Im Mehrspielermodus sind all die neuen Features integriert - allerdings gibt es insgesamt weniger Spielvarianten als gehabt.
 Technisch ist und bleibt das aktuelle GTA beeindruckend, was die Größe, die Wucht der Stadt angeht - aber es haut nicht mehr aus den Socken. Sowohl aus der Nähe als auch aus der Distanz offenbart die Engine ihr Alter, die Fassade bröckelt. Was wörtlich zu nehmen ist, denn geringe Teile der Umgebung kann man mit entsprechender Feuerkraft zerbröseln. Ansonsten herrschen die bekannten Probleme vor: Ist man zu schnell unterwegs, kommt das Programm mit dem Laden nicht hinterher und serviert Texturenmatsch.

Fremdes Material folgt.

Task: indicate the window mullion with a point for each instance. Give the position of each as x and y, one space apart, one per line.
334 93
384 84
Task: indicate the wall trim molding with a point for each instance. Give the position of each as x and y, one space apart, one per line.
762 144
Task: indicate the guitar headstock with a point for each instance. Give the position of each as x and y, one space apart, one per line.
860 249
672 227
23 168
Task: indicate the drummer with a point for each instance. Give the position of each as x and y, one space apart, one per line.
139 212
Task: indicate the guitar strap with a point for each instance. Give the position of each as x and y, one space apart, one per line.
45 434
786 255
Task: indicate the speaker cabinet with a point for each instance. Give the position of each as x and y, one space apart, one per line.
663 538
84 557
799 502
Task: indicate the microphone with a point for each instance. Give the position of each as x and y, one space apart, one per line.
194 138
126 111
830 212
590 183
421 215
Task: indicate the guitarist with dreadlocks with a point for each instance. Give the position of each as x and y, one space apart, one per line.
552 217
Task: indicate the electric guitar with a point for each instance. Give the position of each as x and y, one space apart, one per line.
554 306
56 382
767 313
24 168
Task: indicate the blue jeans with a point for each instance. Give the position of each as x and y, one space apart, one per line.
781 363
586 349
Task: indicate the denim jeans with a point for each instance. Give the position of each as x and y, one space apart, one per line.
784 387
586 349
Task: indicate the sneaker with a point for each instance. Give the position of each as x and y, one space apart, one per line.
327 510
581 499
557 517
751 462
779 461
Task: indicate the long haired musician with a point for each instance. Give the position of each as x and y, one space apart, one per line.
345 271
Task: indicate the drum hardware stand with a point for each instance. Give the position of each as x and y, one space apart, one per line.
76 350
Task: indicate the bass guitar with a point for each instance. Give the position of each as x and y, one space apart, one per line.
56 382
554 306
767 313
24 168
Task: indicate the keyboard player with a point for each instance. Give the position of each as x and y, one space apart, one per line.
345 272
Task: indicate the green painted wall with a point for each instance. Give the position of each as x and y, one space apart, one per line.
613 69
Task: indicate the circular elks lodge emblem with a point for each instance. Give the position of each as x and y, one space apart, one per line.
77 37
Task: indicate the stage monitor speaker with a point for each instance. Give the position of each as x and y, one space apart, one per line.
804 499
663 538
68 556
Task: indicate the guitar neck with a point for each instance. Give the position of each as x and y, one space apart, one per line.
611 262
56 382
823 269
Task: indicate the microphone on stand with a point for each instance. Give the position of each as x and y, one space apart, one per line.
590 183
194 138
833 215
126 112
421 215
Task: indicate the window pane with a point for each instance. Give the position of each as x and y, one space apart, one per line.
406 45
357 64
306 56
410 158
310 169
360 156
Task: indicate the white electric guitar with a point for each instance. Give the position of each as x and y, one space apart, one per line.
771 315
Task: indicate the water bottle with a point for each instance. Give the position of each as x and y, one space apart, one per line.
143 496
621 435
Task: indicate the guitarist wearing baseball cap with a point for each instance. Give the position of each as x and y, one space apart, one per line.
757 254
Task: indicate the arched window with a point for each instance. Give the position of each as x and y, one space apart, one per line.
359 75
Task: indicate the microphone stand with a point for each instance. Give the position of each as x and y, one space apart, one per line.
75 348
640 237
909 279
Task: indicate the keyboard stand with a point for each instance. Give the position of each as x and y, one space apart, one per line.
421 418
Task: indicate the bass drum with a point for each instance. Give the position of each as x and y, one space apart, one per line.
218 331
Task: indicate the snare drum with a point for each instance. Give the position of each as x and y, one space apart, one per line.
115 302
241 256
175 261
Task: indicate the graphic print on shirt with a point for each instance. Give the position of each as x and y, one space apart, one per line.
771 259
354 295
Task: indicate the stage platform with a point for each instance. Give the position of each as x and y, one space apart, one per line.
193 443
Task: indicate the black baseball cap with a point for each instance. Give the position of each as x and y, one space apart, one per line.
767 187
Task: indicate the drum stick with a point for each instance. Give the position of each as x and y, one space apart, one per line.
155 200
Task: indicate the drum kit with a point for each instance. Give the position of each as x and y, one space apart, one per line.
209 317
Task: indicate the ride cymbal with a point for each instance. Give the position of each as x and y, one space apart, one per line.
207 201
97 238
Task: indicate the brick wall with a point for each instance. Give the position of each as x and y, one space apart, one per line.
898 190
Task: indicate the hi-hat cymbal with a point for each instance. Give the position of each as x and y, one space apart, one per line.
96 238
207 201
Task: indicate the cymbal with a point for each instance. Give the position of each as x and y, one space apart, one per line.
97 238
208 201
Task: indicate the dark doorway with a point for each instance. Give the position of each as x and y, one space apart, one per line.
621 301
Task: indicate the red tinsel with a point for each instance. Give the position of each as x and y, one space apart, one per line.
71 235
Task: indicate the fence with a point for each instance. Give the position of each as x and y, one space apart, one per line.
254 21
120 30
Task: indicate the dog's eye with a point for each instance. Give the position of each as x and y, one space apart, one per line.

Umgebungsteile, Passanten und Gräser poppen und rollen teilweise erst ein paar Meter vor einem auf, das Ganze wird bei heftigeren Gefechten immer wieder spürbar langsamer - und die Schatten sind krümelig wie eh und je! Und dennoch, ja dennoch sieht das Spiel exzellent aus! Denn irgendwann vergisst man die technischen Details, erfreut sich an der umwerfenden Skyline, bewundert die Architektur  der Statue of Happiness, genießt die Lichter von Star Junction bei Nacht, erfreut sich an dem herrlich glitzernden und schwappenden Wasser. Schade nur, dass es der fabelhafte Video-Editor der PC-Version des Hauptprogramms immer noch nicht auf die Konsole geschafft hat - auch hier kommt es immer wieder zu irren Stunts, die man gerne mit der Umwelt teilen würde!

      

Fazit

Man kann von Episoden halten, was man will; grundsätzlich bin ich nicht der weltgrößte Fan davon. Wenn sie allerdings dafür sorgen, dass Inhalte wie The Ballad of Gay Tony möglich werden, dann unterschreibe ich noch in dieser Minute auf der gestrichelten Linie! Das Spiel zelebriert alles, was GTA schon immer so groß machte und packt es in eine herrlich amüsante Story voller wunderbar durchgeknallter Figuren. Zwar ist das Spiel nicht sonderlich anspruchsvoll (kaum eine Mission dürfte mehr als zwei Anläufe brauchen, wenn überhaupt), aber dieser Malus wird mit einem bemerkenswerten Umfang sowie zig Nebenaktivitäten wie den unterhaltsamen Drogenkriegen oder den aufregenden Basejumps ausgeglichen. Schade nur, dass es keine Möglichkeit gibt, all die coolen Neuerungen und Erweiterungen in das Hauptprogramm zu integrieren. Und ebenfalls schade ist, dass man dem Spiel mittlerweile das Alter des Hauptprogramms ansieht: Die Vorgänger-Episode konnte einige Grafikschwächen noch durch einen coolen Filter kaschieren, den es hier merkwürdigerweise nicht gibt. Doch das ist für einen wahren Fan natürlich kein Grund, auf diesen packenden Trip in die City zu verzichten: The Ballad of Gay Tony ist GTA-Spaß in Reinform!

Pro

sehr gute Grafik
hervorragende Animationen
cleveres Missionsdesign
bemerkenswerter Umfang
interessante Story
saucoole Dialoge
toll inszenierte Zwischensequenzen
fantastische (englische) Sprachausgabe
intuitive Steuerung
abwechslungsreiche Radiosender
kaum Ladezeiten
Speicherpunkte innerhalb längerer Missionen
bemerkenswerter Umfang
umfangreiche Nebenmissionen

Kontra

hin und wieder ruckelige Grafik
viele Pop-Ups und Fade-Ins
gewöhnungsbedürftige Fahrzeugsteuerung
fummelige Waffennutzung aus Fahrzeugen heraus
gelegentliche Physik-Spinnereien

Wertung

360

The Ballad of Gay Tony ist GTA in Reinkultur - voller Action, aufregend, hochmotivierend und verdammt unterhaltsam!